Haruomi Hosono was obsessed with American music. Growing up in postwar Japan, he ignored domestic artists and listened to foreign sounds broadcast by the Far East Network, radio stations operated by the U.S. military. One of his childhood favorites can be considered the most consequential track of his early solo career: Martin Denny’s “Quiet Village.” The song, which nabbed the fourth spot on Billboard’s Hot 100 in 1959, brought exotica to the masses, ushering in new possibilities for sonic fantasy. “My music has always been fiction,” Denny said in 1998. “Everything comes from my imagination… it wasn’t about authenticity.” In the mid-’70s, Hosono was listening to Caribbean music but didn’t think he had the chops to make the real stuff. Exotica provided a way in—the freedom to be an amateur.
“Quiet Village” was an important reference point for Hosono’s second solo LP, Tropical Dandy, the 1975 album that inaugurated his “Tropical Trilogy.” What he liked about the song was what the rest of its global audience liked too: the vision of an entirely idealized place.
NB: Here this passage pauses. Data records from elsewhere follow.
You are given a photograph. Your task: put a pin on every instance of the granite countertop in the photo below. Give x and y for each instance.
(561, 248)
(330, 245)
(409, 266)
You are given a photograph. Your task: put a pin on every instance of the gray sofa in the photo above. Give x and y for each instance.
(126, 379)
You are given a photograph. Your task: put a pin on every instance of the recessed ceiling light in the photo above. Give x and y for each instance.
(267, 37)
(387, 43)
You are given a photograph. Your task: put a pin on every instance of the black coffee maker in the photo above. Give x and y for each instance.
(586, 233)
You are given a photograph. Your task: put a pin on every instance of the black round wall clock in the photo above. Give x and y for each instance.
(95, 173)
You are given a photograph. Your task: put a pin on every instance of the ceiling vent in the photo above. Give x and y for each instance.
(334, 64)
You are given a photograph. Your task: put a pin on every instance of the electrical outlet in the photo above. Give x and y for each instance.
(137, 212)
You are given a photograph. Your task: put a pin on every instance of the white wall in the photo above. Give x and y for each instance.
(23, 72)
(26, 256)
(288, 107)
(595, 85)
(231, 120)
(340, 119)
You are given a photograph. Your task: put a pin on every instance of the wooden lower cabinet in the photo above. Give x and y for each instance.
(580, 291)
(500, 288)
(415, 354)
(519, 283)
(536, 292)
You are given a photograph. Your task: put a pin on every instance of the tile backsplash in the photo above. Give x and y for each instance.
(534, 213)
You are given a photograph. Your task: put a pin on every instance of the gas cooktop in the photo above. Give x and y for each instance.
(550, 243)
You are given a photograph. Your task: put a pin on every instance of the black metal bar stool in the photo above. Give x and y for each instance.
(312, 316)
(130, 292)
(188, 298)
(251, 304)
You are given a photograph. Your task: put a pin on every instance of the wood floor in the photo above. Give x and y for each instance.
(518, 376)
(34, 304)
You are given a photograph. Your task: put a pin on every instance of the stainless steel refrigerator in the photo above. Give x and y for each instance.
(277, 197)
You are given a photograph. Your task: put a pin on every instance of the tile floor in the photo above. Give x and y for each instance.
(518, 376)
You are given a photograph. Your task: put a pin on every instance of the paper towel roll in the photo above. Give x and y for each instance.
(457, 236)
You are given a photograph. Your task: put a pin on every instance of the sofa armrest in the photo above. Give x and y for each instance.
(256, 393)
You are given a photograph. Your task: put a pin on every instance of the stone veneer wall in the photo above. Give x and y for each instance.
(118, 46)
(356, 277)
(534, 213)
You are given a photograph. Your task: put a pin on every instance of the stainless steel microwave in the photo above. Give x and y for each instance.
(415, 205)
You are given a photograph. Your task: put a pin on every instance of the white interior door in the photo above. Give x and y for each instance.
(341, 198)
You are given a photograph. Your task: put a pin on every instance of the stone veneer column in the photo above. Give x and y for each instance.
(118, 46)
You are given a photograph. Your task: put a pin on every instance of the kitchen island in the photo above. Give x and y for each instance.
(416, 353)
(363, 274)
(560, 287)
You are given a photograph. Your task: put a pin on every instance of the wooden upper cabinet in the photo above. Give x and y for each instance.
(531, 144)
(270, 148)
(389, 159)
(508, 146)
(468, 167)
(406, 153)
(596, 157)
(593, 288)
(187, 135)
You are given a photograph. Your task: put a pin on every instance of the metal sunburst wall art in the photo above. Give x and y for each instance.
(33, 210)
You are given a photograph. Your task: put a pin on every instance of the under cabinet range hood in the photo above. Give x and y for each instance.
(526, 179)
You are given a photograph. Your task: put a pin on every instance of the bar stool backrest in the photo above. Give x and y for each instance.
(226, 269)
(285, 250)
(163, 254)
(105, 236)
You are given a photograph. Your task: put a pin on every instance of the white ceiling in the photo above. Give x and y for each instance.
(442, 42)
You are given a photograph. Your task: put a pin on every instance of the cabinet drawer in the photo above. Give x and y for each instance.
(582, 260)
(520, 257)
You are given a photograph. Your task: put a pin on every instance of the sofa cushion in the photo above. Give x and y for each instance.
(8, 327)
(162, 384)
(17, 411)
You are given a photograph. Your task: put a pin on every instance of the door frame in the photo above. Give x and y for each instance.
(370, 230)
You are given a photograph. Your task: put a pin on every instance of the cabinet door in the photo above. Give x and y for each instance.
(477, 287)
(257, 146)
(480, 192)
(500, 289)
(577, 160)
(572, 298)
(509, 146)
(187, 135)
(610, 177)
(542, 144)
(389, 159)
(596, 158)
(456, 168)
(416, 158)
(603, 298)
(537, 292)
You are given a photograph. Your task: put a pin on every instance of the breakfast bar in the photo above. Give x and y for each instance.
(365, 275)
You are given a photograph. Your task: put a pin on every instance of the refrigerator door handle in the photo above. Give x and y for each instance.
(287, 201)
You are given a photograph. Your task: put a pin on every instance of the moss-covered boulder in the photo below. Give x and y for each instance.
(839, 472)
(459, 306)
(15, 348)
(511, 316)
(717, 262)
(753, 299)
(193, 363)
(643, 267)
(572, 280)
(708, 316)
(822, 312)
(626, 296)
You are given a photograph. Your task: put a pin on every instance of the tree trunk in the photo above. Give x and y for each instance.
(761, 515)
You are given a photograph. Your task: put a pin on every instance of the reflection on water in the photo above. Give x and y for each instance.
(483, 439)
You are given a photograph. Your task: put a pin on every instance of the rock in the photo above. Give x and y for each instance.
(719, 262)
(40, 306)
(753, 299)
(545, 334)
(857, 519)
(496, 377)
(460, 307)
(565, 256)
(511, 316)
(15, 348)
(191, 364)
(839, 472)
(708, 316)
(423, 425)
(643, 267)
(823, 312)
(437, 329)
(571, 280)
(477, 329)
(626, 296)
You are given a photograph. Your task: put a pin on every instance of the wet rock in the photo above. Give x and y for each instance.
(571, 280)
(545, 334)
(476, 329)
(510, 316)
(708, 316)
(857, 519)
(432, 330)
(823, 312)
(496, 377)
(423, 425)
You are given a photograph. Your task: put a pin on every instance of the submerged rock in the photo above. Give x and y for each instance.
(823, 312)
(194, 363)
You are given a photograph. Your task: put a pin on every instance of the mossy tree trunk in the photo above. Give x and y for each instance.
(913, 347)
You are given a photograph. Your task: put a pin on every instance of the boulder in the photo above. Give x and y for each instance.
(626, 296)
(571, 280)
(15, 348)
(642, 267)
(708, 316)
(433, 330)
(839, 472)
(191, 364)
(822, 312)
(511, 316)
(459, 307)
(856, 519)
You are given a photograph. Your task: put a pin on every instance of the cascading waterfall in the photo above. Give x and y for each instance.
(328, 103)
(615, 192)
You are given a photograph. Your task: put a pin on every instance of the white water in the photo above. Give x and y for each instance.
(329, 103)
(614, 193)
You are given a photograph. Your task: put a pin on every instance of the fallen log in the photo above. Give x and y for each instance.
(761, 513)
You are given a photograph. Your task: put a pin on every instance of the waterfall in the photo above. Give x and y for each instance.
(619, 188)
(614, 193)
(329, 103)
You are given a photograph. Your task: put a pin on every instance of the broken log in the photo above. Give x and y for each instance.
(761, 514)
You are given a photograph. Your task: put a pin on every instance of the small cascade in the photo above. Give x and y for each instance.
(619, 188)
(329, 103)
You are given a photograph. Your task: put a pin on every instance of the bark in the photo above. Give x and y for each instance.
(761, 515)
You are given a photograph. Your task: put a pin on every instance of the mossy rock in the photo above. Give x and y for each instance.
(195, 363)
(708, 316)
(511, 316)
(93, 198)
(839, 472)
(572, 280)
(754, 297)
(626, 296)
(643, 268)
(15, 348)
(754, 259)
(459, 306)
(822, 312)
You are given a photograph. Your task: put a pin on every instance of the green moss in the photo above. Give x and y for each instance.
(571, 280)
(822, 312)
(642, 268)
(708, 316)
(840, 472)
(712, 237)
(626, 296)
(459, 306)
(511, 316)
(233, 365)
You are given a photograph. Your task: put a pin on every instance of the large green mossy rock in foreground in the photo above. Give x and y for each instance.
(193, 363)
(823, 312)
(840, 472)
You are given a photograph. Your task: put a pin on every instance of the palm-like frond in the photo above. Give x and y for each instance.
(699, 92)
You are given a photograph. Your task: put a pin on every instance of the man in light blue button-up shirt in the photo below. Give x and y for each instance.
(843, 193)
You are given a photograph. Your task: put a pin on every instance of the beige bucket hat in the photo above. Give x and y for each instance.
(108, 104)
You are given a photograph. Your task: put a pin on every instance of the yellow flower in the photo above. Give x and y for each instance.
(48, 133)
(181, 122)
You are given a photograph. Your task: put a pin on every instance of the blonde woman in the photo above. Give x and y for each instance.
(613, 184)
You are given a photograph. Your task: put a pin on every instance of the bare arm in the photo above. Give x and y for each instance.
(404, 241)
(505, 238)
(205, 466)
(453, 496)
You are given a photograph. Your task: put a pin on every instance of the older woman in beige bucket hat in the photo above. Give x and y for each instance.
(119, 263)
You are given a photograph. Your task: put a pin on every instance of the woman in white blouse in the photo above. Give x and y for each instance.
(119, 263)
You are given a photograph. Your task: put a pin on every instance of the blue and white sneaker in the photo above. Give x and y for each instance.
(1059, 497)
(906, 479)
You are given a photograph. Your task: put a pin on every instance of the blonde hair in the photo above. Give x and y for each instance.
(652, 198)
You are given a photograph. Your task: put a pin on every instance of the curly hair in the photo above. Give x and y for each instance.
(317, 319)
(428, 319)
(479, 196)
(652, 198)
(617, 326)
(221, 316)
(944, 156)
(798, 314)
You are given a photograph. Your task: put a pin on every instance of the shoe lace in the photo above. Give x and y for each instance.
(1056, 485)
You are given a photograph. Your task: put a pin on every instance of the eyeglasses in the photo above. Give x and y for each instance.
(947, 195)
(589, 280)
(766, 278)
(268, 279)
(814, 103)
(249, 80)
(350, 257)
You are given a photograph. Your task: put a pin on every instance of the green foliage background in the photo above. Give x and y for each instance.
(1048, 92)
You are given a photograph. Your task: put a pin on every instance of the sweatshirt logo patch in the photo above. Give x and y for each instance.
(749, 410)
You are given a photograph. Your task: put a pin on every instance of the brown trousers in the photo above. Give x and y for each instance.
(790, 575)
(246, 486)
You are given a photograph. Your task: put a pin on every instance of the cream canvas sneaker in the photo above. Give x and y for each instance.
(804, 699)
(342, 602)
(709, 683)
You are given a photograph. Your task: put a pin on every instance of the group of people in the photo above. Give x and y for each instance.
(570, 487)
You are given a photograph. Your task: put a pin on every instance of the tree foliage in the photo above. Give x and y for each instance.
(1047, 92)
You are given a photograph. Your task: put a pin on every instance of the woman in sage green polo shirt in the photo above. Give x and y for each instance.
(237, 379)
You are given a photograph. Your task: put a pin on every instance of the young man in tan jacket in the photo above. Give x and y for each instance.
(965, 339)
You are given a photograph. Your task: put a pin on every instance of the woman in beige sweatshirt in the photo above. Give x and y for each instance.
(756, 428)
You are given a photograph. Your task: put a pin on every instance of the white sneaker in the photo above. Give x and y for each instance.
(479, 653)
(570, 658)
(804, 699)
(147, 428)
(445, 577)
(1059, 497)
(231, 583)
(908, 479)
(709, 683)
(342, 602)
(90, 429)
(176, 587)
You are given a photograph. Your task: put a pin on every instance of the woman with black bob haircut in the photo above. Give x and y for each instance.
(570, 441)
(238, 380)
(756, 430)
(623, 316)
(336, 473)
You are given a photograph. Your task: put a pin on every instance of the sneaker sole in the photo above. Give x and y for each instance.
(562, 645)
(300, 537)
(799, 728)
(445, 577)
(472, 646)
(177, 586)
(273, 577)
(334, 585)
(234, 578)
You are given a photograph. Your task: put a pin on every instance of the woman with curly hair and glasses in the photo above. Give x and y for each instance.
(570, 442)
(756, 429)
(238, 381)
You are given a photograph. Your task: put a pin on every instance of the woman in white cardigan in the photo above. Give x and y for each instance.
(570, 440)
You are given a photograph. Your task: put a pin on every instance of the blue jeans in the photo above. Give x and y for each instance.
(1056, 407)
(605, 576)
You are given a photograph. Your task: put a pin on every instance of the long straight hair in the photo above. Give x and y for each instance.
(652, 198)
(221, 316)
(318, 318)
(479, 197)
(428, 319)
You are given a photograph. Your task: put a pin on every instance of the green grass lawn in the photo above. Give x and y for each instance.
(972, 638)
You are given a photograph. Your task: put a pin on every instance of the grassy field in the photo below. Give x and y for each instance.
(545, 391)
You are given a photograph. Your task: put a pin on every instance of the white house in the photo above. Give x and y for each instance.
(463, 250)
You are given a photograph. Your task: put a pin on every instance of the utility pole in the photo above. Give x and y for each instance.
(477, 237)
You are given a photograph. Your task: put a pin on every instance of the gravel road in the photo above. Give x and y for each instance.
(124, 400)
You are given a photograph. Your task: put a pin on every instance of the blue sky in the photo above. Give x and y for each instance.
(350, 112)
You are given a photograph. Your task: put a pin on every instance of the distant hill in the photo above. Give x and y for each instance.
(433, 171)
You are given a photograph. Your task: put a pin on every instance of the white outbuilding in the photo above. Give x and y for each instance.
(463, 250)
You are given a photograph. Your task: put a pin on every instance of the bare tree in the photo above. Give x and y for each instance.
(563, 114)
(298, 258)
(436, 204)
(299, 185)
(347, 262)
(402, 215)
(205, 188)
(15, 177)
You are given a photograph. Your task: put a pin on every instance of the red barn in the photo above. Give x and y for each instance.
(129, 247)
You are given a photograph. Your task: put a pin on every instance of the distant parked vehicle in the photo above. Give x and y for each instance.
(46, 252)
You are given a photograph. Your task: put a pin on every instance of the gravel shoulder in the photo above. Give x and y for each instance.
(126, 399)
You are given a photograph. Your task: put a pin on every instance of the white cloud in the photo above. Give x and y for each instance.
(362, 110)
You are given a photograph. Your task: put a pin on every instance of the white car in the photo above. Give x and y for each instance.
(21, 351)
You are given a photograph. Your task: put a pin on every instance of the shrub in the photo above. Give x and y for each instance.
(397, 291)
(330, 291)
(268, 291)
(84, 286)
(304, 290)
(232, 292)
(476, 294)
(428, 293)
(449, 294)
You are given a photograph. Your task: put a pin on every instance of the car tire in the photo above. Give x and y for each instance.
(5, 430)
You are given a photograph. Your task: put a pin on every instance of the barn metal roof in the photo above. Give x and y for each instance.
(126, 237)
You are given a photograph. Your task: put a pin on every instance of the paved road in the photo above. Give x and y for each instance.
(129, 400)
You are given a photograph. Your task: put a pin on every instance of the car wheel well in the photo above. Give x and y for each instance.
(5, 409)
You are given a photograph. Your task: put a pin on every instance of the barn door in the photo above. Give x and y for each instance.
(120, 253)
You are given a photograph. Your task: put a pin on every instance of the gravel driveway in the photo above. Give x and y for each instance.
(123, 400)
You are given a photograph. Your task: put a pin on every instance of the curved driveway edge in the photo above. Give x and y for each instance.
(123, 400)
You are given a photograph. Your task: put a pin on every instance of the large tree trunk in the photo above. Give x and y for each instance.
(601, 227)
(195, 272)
Compared to Les Baxter’s original orchestral arrangement, Denny’s rendition was modest, featuring imitations of animals to conjure a picturesque landscape (the song was first performed amid croaking frogs, inspiring the creative decision). This scene-setting is the final touch Hosono added to “Nettaiya,” a remarkable soft-rock daydream that uses lapping waves as musical interludes. Over hushed ukulele he sings about Tokyo and Shanghai, Trinidad and Minnesota, the diverse locales serving as touchstones for an idyllic, eternal beachside—that is, until he complains that paradise is insufferably hot. Hosono’s take on exotica is both reflexive and funny, confronting listeners with its illusory nature.
“Let’s embark on this journey together before the Japanese archipelago sinks into the ocean,” Hosono writes at the end of Tropical Dandy’s liner notes. His mission, as he saw it, was to take music that traversed numerous countries and then add his own flavor. He dubbed this worldly style “Soy Sauce Music,” seeing his work as an extension of what all great songs did: engage in a rich and never-ending global conversation. The album’s opener makes good on that promise. He covers Glenn Miller’s big-band hit “Chattanooga Choo Choo” but sings it in Portuguese, riffing on Carmen Miranda’s version from 1942. You can hear the homage in the way his band lifts the scat interludes, but they also begin with a Sly and the Family Stone-like funk groove, throw in swing piano detours, and make space for guitar and trumpet solos. Even more, it’s suffused with the boisterous spirit of calypso music, especially because Hosono’s nasally delivery recalls the genre’s most humorous raconteur, Mighty Sparrow.